# sit on top (open) or Sit in (closed)



## ishot3bucks (Dec 30, 2006)

hey guys i was looking at buying a kayak for fishing and have found some i like... nothing to pricey but was wondering if an open fishing kayak is worth the extra money then a closed fishing kayak. (pros or cons)
thanks


----------



## Swamp Monster (Jan 11, 2002)

They both have their place. SOT (sit on tops) are a bit more versatile since they are self draining (have scupper holes). SINK (sit inside) can be swamped but they can also provide a bit more weather protection....and some can be skirted for bigger water. 
Generally, the SOT's are more versatile for fishing. They are easier to organize for gear, easier to rig with rod holders, electronics etc if one chooses. Again, this is a general thing as SINK's can be outfitted to fish nicely as well. 
Generally (again, that word!) SOT's are more stable depending on hull design and they are easier to self rescue if you happen to tip or fall out....and falling out is more likely than tipping on many models.
SOT's are usually heavier, usually wider...at least many fishing specific models, they are slower and a little less efficient in most cases so if fishing locations that require a lot of distance to paddle, that could be a concern. Their are faster SOT fishing Kayaks like the Wilderness 140 Tarpon, Native Manta Ray 14.5 etc. But most fishing SOT's today are designed for stability and ease of standing up and casting. 

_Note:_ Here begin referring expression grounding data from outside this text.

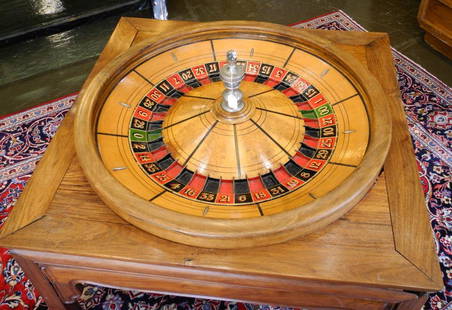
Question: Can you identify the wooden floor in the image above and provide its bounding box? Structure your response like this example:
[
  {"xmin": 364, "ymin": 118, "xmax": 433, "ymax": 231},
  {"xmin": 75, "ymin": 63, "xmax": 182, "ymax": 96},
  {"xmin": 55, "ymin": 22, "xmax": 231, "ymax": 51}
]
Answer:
[{"xmin": 0, "ymin": 0, "xmax": 141, "ymax": 42}]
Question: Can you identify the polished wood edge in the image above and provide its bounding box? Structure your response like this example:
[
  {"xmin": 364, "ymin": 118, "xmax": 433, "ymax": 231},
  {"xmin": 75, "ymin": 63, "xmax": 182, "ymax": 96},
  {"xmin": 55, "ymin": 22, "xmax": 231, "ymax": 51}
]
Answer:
[
  {"xmin": 12, "ymin": 249, "xmax": 419, "ymax": 305},
  {"xmin": 364, "ymin": 34, "xmax": 442, "ymax": 288}
]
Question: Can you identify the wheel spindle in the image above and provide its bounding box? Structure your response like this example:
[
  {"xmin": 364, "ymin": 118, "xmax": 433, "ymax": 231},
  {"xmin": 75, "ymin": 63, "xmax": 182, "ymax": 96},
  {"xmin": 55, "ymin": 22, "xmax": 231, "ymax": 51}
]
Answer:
[{"xmin": 220, "ymin": 50, "xmax": 245, "ymax": 112}]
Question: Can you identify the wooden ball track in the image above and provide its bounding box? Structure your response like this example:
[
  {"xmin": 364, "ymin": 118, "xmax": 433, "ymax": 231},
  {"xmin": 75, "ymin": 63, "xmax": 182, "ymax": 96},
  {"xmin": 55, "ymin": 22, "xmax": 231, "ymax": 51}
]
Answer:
[{"xmin": 74, "ymin": 21, "xmax": 392, "ymax": 248}]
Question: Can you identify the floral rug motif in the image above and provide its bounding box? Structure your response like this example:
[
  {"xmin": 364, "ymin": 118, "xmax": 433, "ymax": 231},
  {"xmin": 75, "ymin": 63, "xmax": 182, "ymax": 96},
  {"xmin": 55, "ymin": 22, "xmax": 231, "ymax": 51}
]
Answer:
[
  {"xmin": 0, "ymin": 10, "xmax": 450, "ymax": 310},
  {"xmin": 0, "ymin": 94, "xmax": 75, "ymax": 309}
]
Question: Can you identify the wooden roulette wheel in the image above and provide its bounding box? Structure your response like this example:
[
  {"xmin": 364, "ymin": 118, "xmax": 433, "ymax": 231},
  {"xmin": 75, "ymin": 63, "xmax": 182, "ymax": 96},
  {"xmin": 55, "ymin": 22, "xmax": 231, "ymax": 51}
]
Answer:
[{"xmin": 75, "ymin": 21, "xmax": 391, "ymax": 248}]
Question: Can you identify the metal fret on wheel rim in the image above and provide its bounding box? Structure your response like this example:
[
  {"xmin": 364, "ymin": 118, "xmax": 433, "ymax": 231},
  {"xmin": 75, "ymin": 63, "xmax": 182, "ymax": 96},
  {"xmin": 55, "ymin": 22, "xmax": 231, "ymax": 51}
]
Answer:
[{"xmin": 74, "ymin": 21, "xmax": 392, "ymax": 248}]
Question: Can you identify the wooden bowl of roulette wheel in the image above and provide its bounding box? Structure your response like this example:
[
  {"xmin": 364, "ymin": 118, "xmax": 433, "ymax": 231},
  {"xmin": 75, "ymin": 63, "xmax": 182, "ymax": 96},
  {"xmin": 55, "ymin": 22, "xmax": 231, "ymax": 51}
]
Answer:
[{"xmin": 74, "ymin": 20, "xmax": 392, "ymax": 249}]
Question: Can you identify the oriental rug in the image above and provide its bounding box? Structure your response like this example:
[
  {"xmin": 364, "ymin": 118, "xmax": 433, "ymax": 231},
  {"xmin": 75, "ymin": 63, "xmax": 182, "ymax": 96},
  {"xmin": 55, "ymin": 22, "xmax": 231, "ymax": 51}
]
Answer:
[{"xmin": 0, "ymin": 10, "xmax": 450, "ymax": 310}]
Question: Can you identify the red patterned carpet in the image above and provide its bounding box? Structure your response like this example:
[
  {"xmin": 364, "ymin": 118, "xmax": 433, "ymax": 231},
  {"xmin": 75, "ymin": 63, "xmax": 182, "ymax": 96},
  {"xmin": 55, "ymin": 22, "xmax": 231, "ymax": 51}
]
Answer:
[{"xmin": 0, "ymin": 11, "xmax": 450, "ymax": 310}]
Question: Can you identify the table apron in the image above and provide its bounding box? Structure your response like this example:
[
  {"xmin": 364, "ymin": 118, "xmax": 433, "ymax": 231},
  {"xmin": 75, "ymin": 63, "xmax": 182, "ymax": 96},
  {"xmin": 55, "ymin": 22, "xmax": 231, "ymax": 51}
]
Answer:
[{"xmin": 10, "ymin": 249, "xmax": 422, "ymax": 310}]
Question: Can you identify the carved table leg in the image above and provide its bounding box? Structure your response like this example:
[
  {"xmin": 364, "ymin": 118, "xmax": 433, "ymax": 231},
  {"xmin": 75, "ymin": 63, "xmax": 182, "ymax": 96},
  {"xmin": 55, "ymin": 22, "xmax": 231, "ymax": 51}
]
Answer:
[{"xmin": 12, "ymin": 252, "xmax": 68, "ymax": 310}]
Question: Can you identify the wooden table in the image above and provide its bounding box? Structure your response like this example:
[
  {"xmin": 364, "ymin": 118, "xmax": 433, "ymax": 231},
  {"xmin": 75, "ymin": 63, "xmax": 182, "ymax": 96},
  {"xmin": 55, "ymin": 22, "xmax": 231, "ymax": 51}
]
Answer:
[
  {"xmin": 418, "ymin": 0, "xmax": 452, "ymax": 59},
  {"xmin": 0, "ymin": 18, "xmax": 442, "ymax": 310}
]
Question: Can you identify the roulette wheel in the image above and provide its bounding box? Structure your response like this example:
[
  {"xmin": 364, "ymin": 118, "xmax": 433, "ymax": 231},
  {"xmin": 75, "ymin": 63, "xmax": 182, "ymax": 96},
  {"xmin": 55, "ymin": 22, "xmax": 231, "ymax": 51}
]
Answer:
[{"xmin": 74, "ymin": 21, "xmax": 391, "ymax": 248}]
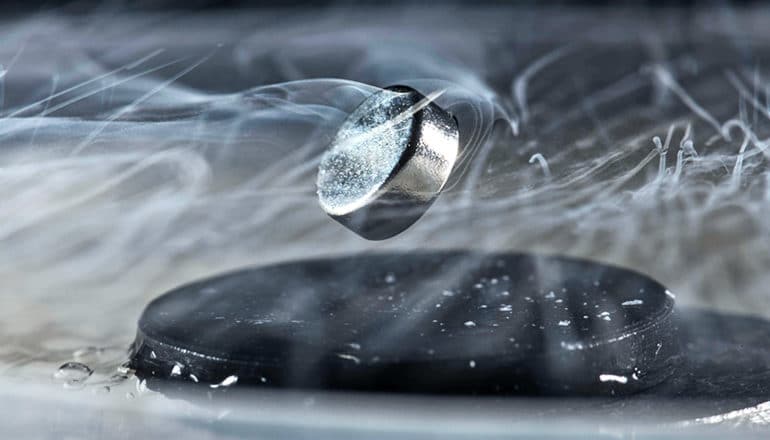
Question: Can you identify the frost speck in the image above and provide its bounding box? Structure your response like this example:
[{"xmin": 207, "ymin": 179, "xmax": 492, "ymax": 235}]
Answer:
[
  {"xmin": 599, "ymin": 374, "xmax": 628, "ymax": 384},
  {"xmin": 337, "ymin": 353, "xmax": 362, "ymax": 365},
  {"xmin": 210, "ymin": 375, "xmax": 239, "ymax": 388}
]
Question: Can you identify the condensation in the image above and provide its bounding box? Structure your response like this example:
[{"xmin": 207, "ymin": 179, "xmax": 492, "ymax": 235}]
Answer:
[{"xmin": 1, "ymin": 6, "xmax": 770, "ymax": 427}]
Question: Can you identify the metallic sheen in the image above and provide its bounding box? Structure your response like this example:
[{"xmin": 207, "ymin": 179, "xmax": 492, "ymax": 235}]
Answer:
[{"xmin": 317, "ymin": 85, "xmax": 459, "ymax": 240}]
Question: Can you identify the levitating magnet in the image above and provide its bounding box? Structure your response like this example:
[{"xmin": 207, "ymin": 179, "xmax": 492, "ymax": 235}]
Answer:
[{"xmin": 316, "ymin": 85, "xmax": 459, "ymax": 240}]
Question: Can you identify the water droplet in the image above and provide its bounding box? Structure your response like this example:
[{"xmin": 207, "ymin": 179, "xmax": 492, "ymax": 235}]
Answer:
[
  {"xmin": 499, "ymin": 304, "xmax": 513, "ymax": 312},
  {"xmin": 622, "ymin": 299, "xmax": 644, "ymax": 306},
  {"xmin": 464, "ymin": 320, "xmax": 476, "ymax": 327},
  {"xmin": 469, "ymin": 360, "xmax": 476, "ymax": 368},
  {"xmin": 54, "ymin": 362, "xmax": 93, "ymax": 384},
  {"xmin": 441, "ymin": 289, "xmax": 455, "ymax": 297},
  {"xmin": 384, "ymin": 273, "xmax": 396, "ymax": 284},
  {"xmin": 558, "ymin": 320, "xmax": 571, "ymax": 326}
]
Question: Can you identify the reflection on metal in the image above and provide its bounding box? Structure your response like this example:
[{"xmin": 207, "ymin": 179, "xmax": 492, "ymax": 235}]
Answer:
[{"xmin": 317, "ymin": 85, "xmax": 459, "ymax": 240}]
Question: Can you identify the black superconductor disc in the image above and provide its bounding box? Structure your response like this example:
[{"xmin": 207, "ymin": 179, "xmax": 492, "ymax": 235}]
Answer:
[{"xmin": 130, "ymin": 252, "xmax": 677, "ymax": 396}]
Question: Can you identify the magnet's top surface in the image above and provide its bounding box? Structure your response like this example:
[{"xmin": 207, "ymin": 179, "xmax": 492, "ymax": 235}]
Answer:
[
  {"xmin": 316, "ymin": 86, "xmax": 417, "ymax": 216},
  {"xmin": 133, "ymin": 252, "xmax": 676, "ymax": 394},
  {"xmin": 315, "ymin": 86, "xmax": 459, "ymax": 240}
]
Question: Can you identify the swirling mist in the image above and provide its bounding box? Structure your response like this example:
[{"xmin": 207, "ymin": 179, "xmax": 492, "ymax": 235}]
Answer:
[{"xmin": 1, "ymin": 5, "xmax": 770, "ymax": 397}]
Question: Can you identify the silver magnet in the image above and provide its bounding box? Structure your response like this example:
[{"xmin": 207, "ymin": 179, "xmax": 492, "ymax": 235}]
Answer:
[{"xmin": 317, "ymin": 85, "xmax": 459, "ymax": 240}]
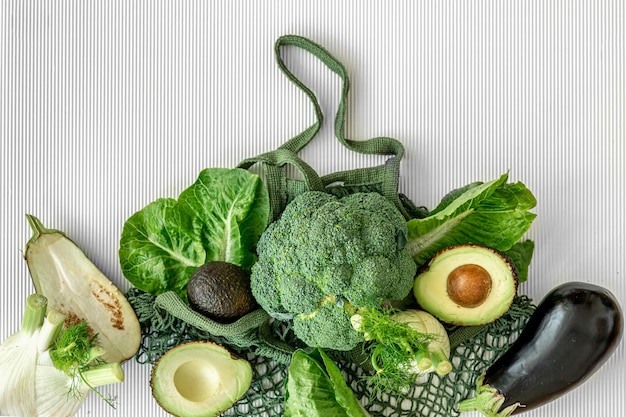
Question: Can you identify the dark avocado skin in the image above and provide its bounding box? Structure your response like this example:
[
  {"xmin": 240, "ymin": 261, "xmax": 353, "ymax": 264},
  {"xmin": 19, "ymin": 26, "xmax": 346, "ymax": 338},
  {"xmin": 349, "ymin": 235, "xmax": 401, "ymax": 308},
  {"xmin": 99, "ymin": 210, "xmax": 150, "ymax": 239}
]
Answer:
[
  {"xmin": 484, "ymin": 281, "xmax": 623, "ymax": 413},
  {"xmin": 187, "ymin": 261, "xmax": 257, "ymax": 323}
]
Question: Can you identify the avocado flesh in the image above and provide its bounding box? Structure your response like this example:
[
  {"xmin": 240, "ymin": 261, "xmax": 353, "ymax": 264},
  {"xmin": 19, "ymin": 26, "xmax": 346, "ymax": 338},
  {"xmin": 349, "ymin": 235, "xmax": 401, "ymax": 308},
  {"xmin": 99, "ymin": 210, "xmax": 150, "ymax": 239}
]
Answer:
[
  {"xmin": 413, "ymin": 244, "xmax": 518, "ymax": 326},
  {"xmin": 151, "ymin": 341, "xmax": 252, "ymax": 417}
]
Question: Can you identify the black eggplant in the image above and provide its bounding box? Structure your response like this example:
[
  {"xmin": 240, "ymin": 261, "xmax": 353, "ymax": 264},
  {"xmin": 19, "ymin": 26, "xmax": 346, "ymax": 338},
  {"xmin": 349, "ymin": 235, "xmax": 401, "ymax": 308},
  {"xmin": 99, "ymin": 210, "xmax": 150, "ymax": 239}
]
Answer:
[{"xmin": 458, "ymin": 281, "xmax": 623, "ymax": 416}]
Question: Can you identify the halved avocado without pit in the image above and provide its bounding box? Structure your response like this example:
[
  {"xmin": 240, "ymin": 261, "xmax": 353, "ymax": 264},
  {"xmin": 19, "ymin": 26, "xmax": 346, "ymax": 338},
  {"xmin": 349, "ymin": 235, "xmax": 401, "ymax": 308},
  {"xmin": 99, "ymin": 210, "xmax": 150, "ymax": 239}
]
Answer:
[
  {"xmin": 413, "ymin": 244, "xmax": 518, "ymax": 326},
  {"xmin": 151, "ymin": 341, "xmax": 253, "ymax": 417}
]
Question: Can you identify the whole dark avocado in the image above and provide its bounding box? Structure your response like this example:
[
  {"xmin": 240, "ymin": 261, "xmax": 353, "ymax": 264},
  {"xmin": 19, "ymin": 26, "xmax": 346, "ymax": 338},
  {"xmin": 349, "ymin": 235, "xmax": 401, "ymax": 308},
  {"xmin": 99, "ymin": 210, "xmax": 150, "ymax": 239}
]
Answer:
[{"xmin": 187, "ymin": 261, "xmax": 257, "ymax": 323}]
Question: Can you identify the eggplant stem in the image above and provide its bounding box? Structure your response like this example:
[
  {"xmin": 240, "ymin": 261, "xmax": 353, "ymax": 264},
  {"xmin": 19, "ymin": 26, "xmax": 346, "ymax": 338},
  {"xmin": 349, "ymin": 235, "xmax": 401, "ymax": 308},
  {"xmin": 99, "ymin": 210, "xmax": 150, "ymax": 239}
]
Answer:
[
  {"xmin": 26, "ymin": 214, "xmax": 46, "ymax": 240},
  {"xmin": 25, "ymin": 214, "xmax": 63, "ymax": 241},
  {"xmin": 457, "ymin": 375, "xmax": 522, "ymax": 417}
]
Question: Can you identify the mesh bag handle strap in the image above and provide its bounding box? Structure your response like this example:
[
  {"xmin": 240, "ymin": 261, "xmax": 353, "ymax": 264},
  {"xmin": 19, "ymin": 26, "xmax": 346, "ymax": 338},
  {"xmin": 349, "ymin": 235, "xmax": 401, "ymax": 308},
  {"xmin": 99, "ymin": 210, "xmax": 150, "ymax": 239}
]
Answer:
[
  {"xmin": 239, "ymin": 35, "xmax": 408, "ymax": 221},
  {"xmin": 274, "ymin": 35, "xmax": 406, "ymax": 159}
]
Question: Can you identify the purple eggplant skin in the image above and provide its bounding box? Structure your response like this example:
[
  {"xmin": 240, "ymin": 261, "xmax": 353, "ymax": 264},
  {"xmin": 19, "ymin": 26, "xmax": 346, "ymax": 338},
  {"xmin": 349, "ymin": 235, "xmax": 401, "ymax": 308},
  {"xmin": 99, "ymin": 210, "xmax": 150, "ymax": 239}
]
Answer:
[{"xmin": 459, "ymin": 281, "xmax": 623, "ymax": 416}]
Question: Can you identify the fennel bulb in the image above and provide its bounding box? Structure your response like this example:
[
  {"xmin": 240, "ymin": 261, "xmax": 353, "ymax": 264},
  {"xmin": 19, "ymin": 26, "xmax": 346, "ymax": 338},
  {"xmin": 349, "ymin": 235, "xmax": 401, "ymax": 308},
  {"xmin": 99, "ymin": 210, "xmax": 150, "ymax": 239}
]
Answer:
[
  {"xmin": 0, "ymin": 294, "xmax": 124, "ymax": 417},
  {"xmin": 394, "ymin": 309, "xmax": 452, "ymax": 375}
]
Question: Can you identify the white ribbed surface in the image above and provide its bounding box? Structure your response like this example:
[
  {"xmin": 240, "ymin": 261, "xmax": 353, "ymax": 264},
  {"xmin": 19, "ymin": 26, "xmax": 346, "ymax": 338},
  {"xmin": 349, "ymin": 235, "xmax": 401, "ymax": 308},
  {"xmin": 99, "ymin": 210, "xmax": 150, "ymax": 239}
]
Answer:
[{"xmin": 1, "ymin": 1, "xmax": 624, "ymax": 416}]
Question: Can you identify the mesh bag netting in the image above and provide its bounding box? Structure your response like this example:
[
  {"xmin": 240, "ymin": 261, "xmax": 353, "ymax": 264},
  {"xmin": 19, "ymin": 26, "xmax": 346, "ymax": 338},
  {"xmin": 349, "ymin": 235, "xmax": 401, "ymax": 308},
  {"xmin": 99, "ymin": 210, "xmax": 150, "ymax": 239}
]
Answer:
[{"xmin": 126, "ymin": 288, "xmax": 535, "ymax": 417}]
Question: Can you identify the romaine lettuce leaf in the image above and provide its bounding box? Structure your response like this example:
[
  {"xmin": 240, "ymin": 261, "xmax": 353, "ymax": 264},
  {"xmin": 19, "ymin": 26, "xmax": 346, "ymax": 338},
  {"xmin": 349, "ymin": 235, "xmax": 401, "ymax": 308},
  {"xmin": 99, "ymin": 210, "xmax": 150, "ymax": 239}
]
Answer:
[
  {"xmin": 119, "ymin": 168, "xmax": 269, "ymax": 299},
  {"xmin": 406, "ymin": 173, "xmax": 536, "ymax": 266},
  {"xmin": 284, "ymin": 348, "xmax": 370, "ymax": 417},
  {"xmin": 504, "ymin": 239, "xmax": 535, "ymax": 283}
]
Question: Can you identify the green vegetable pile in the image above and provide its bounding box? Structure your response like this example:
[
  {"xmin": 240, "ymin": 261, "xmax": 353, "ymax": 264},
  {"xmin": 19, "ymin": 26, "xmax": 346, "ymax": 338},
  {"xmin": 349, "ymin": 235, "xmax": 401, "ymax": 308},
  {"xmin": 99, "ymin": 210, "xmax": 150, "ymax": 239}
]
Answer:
[
  {"xmin": 114, "ymin": 35, "xmax": 540, "ymax": 417},
  {"xmin": 120, "ymin": 164, "xmax": 537, "ymax": 417}
]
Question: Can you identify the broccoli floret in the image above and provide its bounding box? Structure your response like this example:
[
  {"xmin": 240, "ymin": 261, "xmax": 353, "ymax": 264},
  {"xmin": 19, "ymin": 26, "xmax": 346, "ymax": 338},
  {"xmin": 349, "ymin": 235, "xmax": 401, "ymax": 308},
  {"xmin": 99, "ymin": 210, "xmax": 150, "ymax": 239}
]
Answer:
[
  {"xmin": 292, "ymin": 297, "xmax": 363, "ymax": 351},
  {"xmin": 341, "ymin": 192, "xmax": 408, "ymax": 233},
  {"xmin": 251, "ymin": 191, "xmax": 417, "ymax": 351},
  {"xmin": 279, "ymin": 272, "xmax": 326, "ymax": 314}
]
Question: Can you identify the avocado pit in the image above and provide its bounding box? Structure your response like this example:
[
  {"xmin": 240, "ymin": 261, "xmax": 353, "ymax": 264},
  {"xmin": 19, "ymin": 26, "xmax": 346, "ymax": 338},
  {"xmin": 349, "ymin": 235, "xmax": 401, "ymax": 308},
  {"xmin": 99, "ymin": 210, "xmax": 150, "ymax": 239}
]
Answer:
[{"xmin": 447, "ymin": 264, "xmax": 492, "ymax": 308}]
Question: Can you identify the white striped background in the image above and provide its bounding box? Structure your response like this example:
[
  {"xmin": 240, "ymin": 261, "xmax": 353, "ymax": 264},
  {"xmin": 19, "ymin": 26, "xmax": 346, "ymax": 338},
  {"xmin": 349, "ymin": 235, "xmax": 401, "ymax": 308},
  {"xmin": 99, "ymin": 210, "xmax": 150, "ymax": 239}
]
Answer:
[{"xmin": 1, "ymin": 1, "xmax": 624, "ymax": 416}]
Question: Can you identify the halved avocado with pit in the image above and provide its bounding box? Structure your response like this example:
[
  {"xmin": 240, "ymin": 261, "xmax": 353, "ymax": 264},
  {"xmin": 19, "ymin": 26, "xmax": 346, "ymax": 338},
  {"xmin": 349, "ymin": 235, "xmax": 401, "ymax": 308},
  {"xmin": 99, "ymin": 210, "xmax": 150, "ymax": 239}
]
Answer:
[
  {"xmin": 151, "ymin": 341, "xmax": 252, "ymax": 417},
  {"xmin": 413, "ymin": 244, "xmax": 518, "ymax": 326}
]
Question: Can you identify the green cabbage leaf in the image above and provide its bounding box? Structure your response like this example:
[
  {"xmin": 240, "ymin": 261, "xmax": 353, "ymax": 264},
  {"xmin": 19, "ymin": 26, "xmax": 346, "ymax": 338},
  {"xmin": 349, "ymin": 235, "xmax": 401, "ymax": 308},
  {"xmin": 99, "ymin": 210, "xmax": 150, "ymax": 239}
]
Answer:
[{"xmin": 119, "ymin": 168, "xmax": 269, "ymax": 299}]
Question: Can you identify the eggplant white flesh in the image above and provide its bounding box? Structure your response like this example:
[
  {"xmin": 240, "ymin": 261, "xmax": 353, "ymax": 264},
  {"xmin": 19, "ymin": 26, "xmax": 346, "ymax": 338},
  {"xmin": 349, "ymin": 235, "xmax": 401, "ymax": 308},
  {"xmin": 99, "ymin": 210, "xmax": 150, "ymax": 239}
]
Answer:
[{"xmin": 24, "ymin": 215, "xmax": 141, "ymax": 364}]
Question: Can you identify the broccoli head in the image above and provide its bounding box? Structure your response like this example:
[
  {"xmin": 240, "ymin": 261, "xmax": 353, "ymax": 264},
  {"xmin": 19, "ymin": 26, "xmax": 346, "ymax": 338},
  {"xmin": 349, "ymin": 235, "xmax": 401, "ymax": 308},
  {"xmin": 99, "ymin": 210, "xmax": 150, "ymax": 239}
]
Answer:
[{"xmin": 250, "ymin": 191, "xmax": 417, "ymax": 351}]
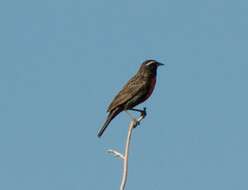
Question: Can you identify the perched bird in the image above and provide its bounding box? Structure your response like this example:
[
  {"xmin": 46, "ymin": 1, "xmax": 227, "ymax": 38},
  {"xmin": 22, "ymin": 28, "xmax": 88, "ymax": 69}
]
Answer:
[{"xmin": 97, "ymin": 60, "xmax": 164, "ymax": 138}]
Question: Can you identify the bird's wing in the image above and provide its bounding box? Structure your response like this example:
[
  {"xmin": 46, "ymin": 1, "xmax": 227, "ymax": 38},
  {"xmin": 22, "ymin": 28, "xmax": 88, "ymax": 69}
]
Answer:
[{"xmin": 107, "ymin": 74, "xmax": 147, "ymax": 112}]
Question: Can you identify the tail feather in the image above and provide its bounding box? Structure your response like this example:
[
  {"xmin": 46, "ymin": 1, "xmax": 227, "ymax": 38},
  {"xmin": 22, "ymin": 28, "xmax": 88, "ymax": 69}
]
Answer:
[{"xmin": 97, "ymin": 108, "xmax": 121, "ymax": 138}]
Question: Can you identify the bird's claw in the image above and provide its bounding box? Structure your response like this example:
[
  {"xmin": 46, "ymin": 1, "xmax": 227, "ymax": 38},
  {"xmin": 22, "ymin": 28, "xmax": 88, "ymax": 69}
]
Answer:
[
  {"xmin": 133, "ymin": 107, "xmax": 146, "ymax": 128},
  {"xmin": 133, "ymin": 118, "xmax": 140, "ymax": 128},
  {"xmin": 141, "ymin": 107, "xmax": 147, "ymax": 117}
]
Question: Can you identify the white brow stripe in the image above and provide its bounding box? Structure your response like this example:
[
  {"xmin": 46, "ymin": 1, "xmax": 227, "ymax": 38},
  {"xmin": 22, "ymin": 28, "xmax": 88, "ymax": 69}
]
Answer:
[{"xmin": 146, "ymin": 61, "xmax": 155, "ymax": 66}]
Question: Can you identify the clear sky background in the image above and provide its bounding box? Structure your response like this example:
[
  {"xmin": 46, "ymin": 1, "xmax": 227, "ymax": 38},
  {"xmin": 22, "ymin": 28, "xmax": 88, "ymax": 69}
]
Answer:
[{"xmin": 0, "ymin": 0, "xmax": 247, "ymax": 189}]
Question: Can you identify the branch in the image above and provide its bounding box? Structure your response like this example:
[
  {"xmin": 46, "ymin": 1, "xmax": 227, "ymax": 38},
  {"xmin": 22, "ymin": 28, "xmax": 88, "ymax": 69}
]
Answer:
[
  {"xmin": 107, "ymin": 107, "xmax": 147, "ymax": 190},
  {"xmin": 107, "ymin": 149, "xmax": 124, "ymax": 160}
]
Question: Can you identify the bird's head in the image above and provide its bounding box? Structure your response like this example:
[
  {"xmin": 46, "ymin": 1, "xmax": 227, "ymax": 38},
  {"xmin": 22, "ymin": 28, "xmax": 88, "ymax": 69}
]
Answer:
[{"xmin": 139, "ymin": 59, "xmax": 164, "ymax": 76}]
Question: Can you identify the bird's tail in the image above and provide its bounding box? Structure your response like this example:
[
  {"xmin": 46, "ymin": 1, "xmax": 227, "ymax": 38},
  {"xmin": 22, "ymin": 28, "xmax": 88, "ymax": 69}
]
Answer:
[{"xmin": 97, "ymin": 108, "xmax": 121, "ymax": 138}]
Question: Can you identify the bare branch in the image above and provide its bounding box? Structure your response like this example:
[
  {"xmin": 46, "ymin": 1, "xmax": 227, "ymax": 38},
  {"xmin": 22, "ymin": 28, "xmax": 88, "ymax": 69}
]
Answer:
[
  {"xmin": 107, "ymin": 107, "xmax": 147, "ymax": 190},
  {"xmin": 107, "ymin": 149, "xmax": 124, "ymax": 160}
]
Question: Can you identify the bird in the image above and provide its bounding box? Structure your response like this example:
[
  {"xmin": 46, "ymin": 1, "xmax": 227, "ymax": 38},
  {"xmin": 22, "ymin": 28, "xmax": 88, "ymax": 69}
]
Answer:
[{"xmin": 97, "ymin": 60, "xmax": 164, "ymax": 138}]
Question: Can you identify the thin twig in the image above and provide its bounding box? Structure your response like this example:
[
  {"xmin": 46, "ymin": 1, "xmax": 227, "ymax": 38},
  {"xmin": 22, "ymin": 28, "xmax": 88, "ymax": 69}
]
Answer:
[
  {"xmin": 107, "ymin": 149, "xmax": 124, "ymax": 160},
  {"xmin": 107, "ymin": 107, "xmax": 146, "ymax": 190}
]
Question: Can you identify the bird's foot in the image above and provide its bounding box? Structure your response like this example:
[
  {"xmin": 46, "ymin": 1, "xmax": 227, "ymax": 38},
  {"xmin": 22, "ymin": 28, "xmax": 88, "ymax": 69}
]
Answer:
[
  {"xmin": 126, "ymin": 107, "xmax": 147, "ymax": 128},
  {"xmin": 133, "ymin": 118, "xmax": 140, "ymax": 128},
  {"xmin": 140, "ymin": 107, "xmax": 147, "ymax": 118},
  {"xmin": 129, "ymin": 107, "xmax": 147, "ymax": 117}
]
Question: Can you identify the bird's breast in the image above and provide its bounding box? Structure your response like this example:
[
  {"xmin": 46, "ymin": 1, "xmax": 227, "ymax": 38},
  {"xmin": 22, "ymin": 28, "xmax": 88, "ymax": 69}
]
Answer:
[{"xmin": 144, "ymin": 77, "xmax": 156, "ymax": 101}]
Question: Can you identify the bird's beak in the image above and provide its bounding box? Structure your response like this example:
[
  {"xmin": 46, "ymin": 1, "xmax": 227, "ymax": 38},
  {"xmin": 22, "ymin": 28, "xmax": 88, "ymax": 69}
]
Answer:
[{"xmin": 157, "ymin": 62, "xmax": 164, "ymax": 66}]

If looking for a really good value prices fishing kayak, check out the Perception Pescador 12. Good fishing platform for a few hundred less than most of the big name rigs.


----------



## perchoholic (Dec 29, 2010)

Love my Ascend 12 foot SOT, i fished from both and i prefer the SOT


----------



## flatlandfishing (Dec 24, 2008)

SOT is the way to go. I love my ocean kayak. The prob with cheap kayaks is a lot of time they are not a stable as the better ones. The longer and the wide is better than a short skinny one. You can go to this site and read about all kind of kayak reviews. They even have reviews from kayaks they no longer make. A good place to get info on a kayak you might have an eye on. If you are is SCS area when c/r bass starts up we can meet up and you can try mine. try this site-paddling.net


----------



## 2PawsRiver (Aug 4, 2002)

Sit on Top


----------



## stickman1978 (Sep 15, 2011)

I have SOT and prefer it to the sit in my wife uses. I see myself upgrading to the one without the molded seat in a few years. Comfort has its price.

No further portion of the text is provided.